Suddenly the 'wire on a spool' version started sounding better and better. I'm sure I could've gotten the friction drive system to work, but it'd be finicky and require pretty tight tolerances, and painting the boom would add weight as well.
On to Plan B. I drew up a spool that would print around the servo horn, and then a housing for the servo that would support the other end of the spool with a standoff inside a bearing.
The housing has a couple of holes that'll slip over standoffs in the frame. Now I just need new plates for the winch mechanism, and figure out how to run a servo off the Motolabs Tempest. Thankfully I had JFK to talk me through it, it sure was exciting when the servo finally came to life.
I practiced on the Fusion and Premiere while I waited for new parts. The Fusion has a bad rap due to its rushed release, but it's really an amazing camera once you update its firmware and app. It was a pain to learn Premiere to get the most out of it, but it's nice to acquire another skill. The Fusion's a great dog cam – put it on a stick to get it down to dog level, and just point it in the general direction to avoid seam lines on your subject. There's no need to worry about leveling the camera, the Fusion's stabilization takes care of that. Once you shoot it you can apply camera pans and zooms in Premiere later. Enjoy some Corgi content while we wait for those new carbon plates.
I swear I didn't pick the thumbnail for that second video.
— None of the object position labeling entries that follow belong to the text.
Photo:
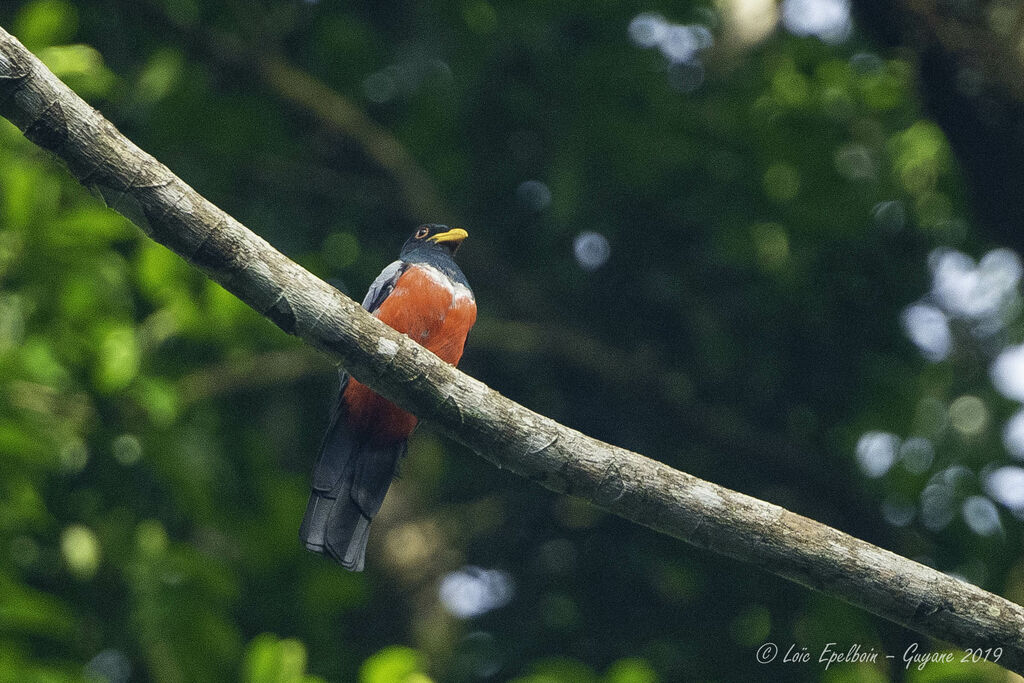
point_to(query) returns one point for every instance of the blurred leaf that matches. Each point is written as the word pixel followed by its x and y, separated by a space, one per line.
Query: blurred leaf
pixel 45 23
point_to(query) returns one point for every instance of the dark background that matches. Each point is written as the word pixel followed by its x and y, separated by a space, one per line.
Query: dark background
pixel 764 244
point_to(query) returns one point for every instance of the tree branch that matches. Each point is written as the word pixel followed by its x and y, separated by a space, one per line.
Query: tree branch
pixel 500 430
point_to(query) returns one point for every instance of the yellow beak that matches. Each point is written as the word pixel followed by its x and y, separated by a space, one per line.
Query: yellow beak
pixel 456 235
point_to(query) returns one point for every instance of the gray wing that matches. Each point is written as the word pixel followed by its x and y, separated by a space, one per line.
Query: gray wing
pixel 382 287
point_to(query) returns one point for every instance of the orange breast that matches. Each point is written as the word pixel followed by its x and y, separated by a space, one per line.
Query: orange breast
pixel 430 312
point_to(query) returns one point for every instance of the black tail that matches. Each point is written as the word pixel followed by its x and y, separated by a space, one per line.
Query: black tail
pixel 350 480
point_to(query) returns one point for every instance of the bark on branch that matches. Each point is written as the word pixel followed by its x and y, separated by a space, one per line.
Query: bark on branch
pixel 500 430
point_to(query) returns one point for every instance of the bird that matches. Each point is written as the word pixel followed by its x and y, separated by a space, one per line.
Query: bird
pixel 424 295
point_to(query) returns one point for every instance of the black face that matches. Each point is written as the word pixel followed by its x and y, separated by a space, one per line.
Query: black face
pixel 434 236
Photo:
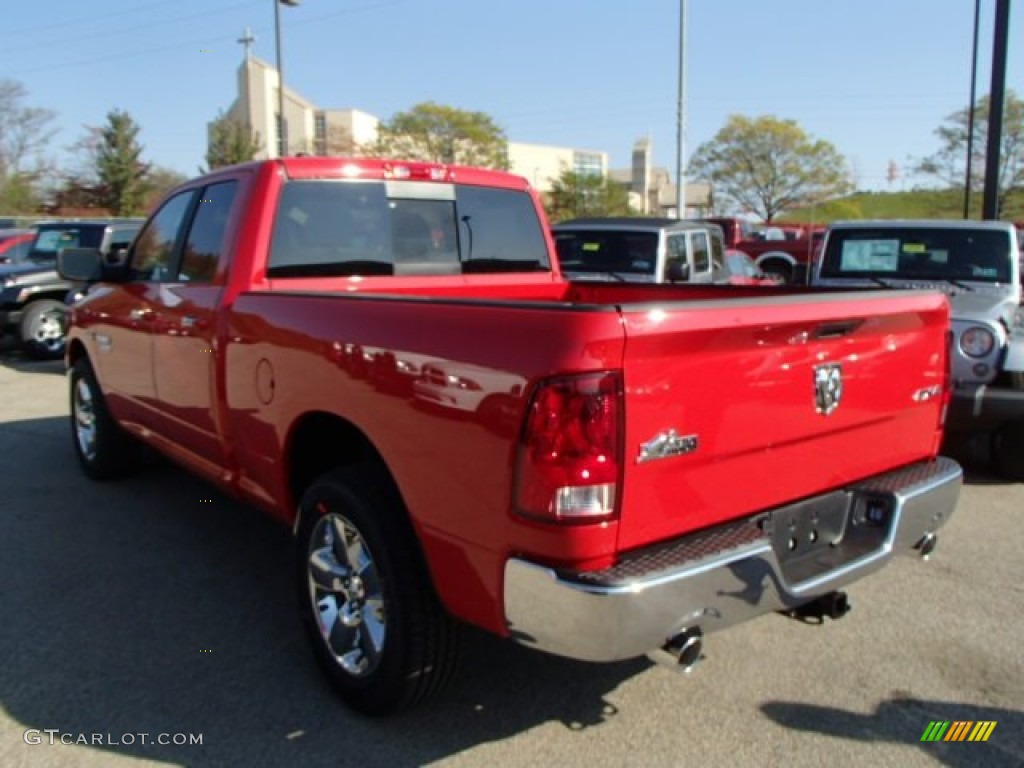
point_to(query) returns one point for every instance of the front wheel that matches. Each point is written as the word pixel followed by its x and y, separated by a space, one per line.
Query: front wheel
pixel 43 329
pixel 103 449
pixel 376 625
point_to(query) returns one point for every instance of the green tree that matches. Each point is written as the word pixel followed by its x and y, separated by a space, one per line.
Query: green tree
pixel 159 181
pixel 229 141
pixel 767 166
pixel 119 168
pixel 435 133
pixel 25 135
pixel 949 163
pixel 573 195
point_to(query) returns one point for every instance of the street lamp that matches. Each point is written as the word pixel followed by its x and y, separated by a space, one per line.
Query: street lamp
pixel 681 119
pixel 282 123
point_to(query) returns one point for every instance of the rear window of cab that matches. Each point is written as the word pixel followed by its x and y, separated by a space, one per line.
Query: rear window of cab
pixel 344 227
New body plates came in a couple weeks later, and I built it up only to find that the monofilament was too stiff and jammed the spool.
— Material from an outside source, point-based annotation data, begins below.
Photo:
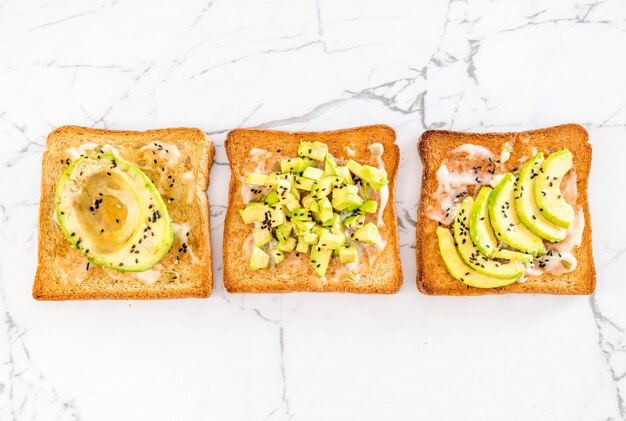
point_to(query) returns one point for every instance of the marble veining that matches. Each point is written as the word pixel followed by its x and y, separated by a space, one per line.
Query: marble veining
pixel 315 65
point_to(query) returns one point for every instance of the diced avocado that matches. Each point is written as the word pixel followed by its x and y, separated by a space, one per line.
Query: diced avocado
pixel 303 246
pixel 354 221
pixel 272 198
pixel 346 201
pixel 288 245
pixel 253 212
pixel 480 226
pixel 471 255
pixel 319 259
pixel 506 223
pixel 112 213
pixel 347 255
pixel 259 259
pixel 301 214
pixel 325 211
pixel 369 206
pixel 313 150
pixel 344 172
pixel 262 236
pixel 313 173
pixel 368 233
pixel 548 188
pixel 526 205
pixel 513 255
pixel 330 165
pixel 291 165
pixel 303 183
pixel 322 187
pixel 256 179
pixel 277 255
pixel 330 241
pixel 459 270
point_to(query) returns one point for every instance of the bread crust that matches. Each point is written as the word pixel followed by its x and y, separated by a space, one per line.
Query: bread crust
pixel 51 281
pixel 385 275
pixel 432 276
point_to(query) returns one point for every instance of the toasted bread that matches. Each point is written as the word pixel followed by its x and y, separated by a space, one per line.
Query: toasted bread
pixel 63 272
pixel 385 272
pixel 434 145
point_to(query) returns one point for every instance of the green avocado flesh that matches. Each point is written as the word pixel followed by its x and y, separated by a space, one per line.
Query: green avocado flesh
pixel 548 188
pixel 505 222
pixel 314 205
pixel 470 253
pixel 113 214
pixel 480 227
pixel 459 270
pixel 526 205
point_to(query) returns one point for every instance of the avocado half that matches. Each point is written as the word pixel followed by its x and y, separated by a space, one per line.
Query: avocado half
pixel 113 214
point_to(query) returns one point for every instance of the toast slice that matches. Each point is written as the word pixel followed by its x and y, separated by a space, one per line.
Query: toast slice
pixel 63 272
pixel 242 145
pixel 435 145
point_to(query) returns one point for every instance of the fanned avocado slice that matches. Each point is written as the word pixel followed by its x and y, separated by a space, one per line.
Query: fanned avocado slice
pixel 480 227
pixel 526 205
pixel 112 213
pixel 506 223
pixel 470 253
pixel 548 188
pixel 459 270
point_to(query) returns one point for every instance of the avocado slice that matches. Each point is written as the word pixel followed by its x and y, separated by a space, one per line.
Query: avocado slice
pixel 480 227
pixel 526 205
pixel 548 188
pixel 505 222
pixel 459 270
pixel 112 213
pixel 470 253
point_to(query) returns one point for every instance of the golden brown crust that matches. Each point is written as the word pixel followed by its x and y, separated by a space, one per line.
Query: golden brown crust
pixel 432 276
pixel 55 251
pixel 385 275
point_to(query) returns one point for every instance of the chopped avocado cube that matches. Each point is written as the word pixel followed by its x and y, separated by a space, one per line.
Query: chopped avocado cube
pixel 347 255
pixel 526 205
pixel 313 173
pixel 253 212
pixel 291 165
pixel 322 187
pixel 303 246
pixel 272 198
pixel 262 236
pixel 330 241
pixel 255 179
pixel 346 201
pixel 505 222
pixel 303 183
pixel 344 173
pixel 259 259
pixel 459 270
pixel 319 260
pixel 330 165
pixel 480 226
pixel 277 255
pixel 354 221
pixel 325 209
pixel 313 150
pixel 301 214
pixel 288 245
pixel 369 206
pixel 470 254
pixel 368 233
pixel 548 188
pixel 513 255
Joshd and some others suggested kevlar string, which turned out to be the perfect material. Incredibly strong yet totally floppy.
So now it's finally done! Time to actually go fly it somewhere (gulp)! I bike to fly most of the time, so it was hard to find the opportunity to test this. When I finally got it out to Randy's I found that the recycled vtx I put in there had its connector smushed off, so the first test was LOS only.
For some reason it had a far worse oscillation this time. It was all I could do to operate the winch and keep it from crashing. The video looked really nice, however, that is if you disregard the excess string dangling in front of the camera. Oy.
If you watch the shadow you can see the boom extending and contracting. You can also see how unstable the quad is, and conversely how good the Fusion stabilization is. Upon landing I discovered that the body plate had cut the kevlar string – when the boom's fully contracted the string makes a pretty severe angle across the opening in the bottom plate. At least I got a couple of good stills out of it...
So I ordered some thicker Kevlar string, and made a rounded tpu cover for the bottom plate hole.
I also installed a fresh Unify (no more parts recycling!), and flew it FPV gingerly without the Fusion installed. It didn't exactly fly great but I could definitely control it, so I mounted the Fusion and asked Randy to operate the winch while I flew. It flew ok until the boom reached full extension, at which point it developed a strong uncontrollable roll oscillation. Duh, I should've tuned with the camera mounted and fully extended...
I fought the drone 'til Randy retracted the boom enough so that I could control it (about 3/4 extension), and did a few slow laps and landed it, only to discover that I never started the camera. Oy.